This disclosure relates to a system and devices that enable a single customer service representative to simultaneously communicate with multiple customers. The system and devices could function in a virtual reality (VR or metaverse) environment, or on a telephonic or any non-VR computer network.
Many companies are beginning to create a presence in the metaverse through virtual stores, which are meant for customers to visit as they would brick and mortar stores. The metaverse is a virtual space in which users can create an avatar and virtually interact with others from essentially any location using devices such as a 3D screen, a VR headset, a mobile phone, or a personal computer (PC). Customer service agents may also choose to operate a device that enables them to enter the metaverse.
In a commerce metaverse each avatar may be unique to a certain person. This means that even though the metaverse is virtual, when a customer visits a metaverse store, unless there is someone such as a virtual customer service agent present who can assist the customer, the customer must wait until a customer service representative (also called an agent, representative, or contact center agent) is available.

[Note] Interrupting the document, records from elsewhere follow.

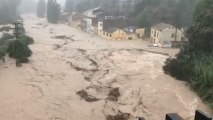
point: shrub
(19, 50)
(26, 40)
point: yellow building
(117, 34)
(113, 33)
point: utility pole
(17, 32)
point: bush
(198, 71)
(26, 39)
(19, 50)
(4, 42)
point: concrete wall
(169, 35)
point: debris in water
(84, 95)
(119, 116)
(114, 94)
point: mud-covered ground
(74, 75)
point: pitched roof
(161, 26)
(111, 30)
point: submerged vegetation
(194, 63)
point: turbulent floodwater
(73, 75)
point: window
(155, 34)
(173, 35)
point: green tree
(53, 11)
(41, 8)
(194, 62)
(8, 11)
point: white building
(91, 18)
(164, 34)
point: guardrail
(199, 115)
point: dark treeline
(194, 63)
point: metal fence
(199, 115)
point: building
(115, 29)
(91, 18)
(139, 32)
(117, 34)
(163, 35)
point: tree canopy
(8, 11)
(194, 62)
(41, 8)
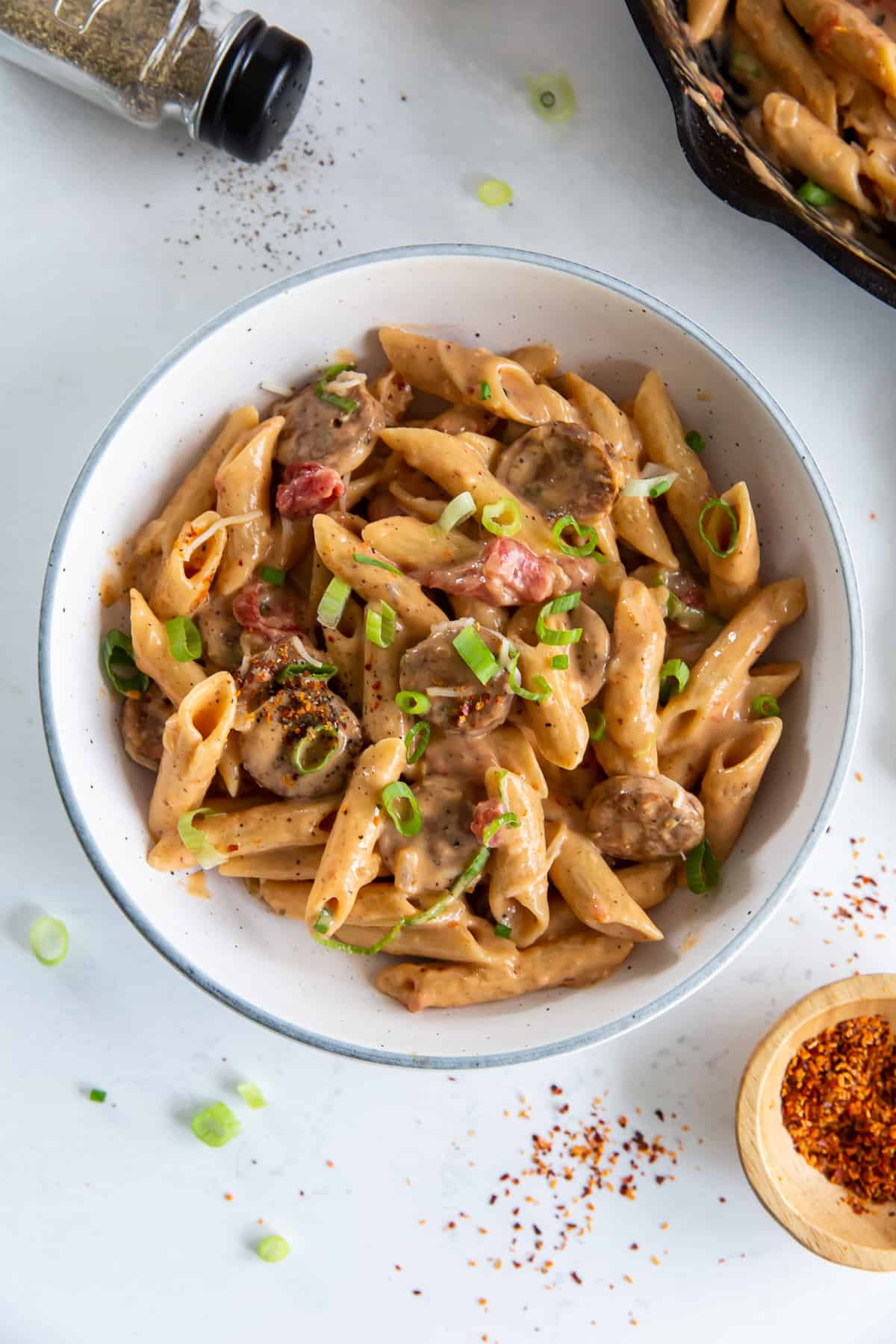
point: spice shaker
(234, 80)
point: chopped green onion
(673, 679)
(472, 873)
(702, 868)
(455, 512)
(273, 1249)
(494, 515)
(393, 796)
(417, 742)
(553, 97)
(815, 195)
(252, 1095)
(184, 640)
(582, 531)
(567, 603)
(331, 606)
(381, 626)
(343, 403)
(199, 846)
(307, 753)
(494, 193)
(371, 559)
(413, 702)
(688, 617)
(507, 819)
(655, 480)
(470, 645)
(215, 1125)
(320, 671)
(732, 517)
(119, 652)
(49, 941)
(597, 722)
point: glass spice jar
(234, 80)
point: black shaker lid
(257, 92)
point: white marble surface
(116, 1225)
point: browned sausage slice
(563, 470)
(644, 818)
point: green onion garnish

While in the metaverse, customers (also called users) may visit a store to speak to a representative about a product or service. As an example, a user could visit a bank in order to obtain help with his/her account or learn about the bank's services. The bank will have staff that are able to assist the user, but similar to the real world, where there are limited number of staff, there are also a limited number of metaverse staff. Thus, the customer may be required to wait in line (virtually) while waiting for a free customer service agent. A business may also choose to allow a bot to handle simple customer queries, but if a customer wants to speak directly to an agent, he/she may have to wait.
Contact center agents thus receive interactions from customers in many environments and in many forms, such as email, chat, SMS, or voice. Typically for a customer contact center, an agent can handle many chat, SMS, or email interactions simultaneously, because the interactions are asynchronous. For voice interactions, an agent is basically limited to a single interaction with one customer. There are currently many tools that permit a type of a conversation to change, such as TTS (text-to-speech) or ASR (automatic speech recognition). This occurs in a metaverse environment and other agent/customer environments.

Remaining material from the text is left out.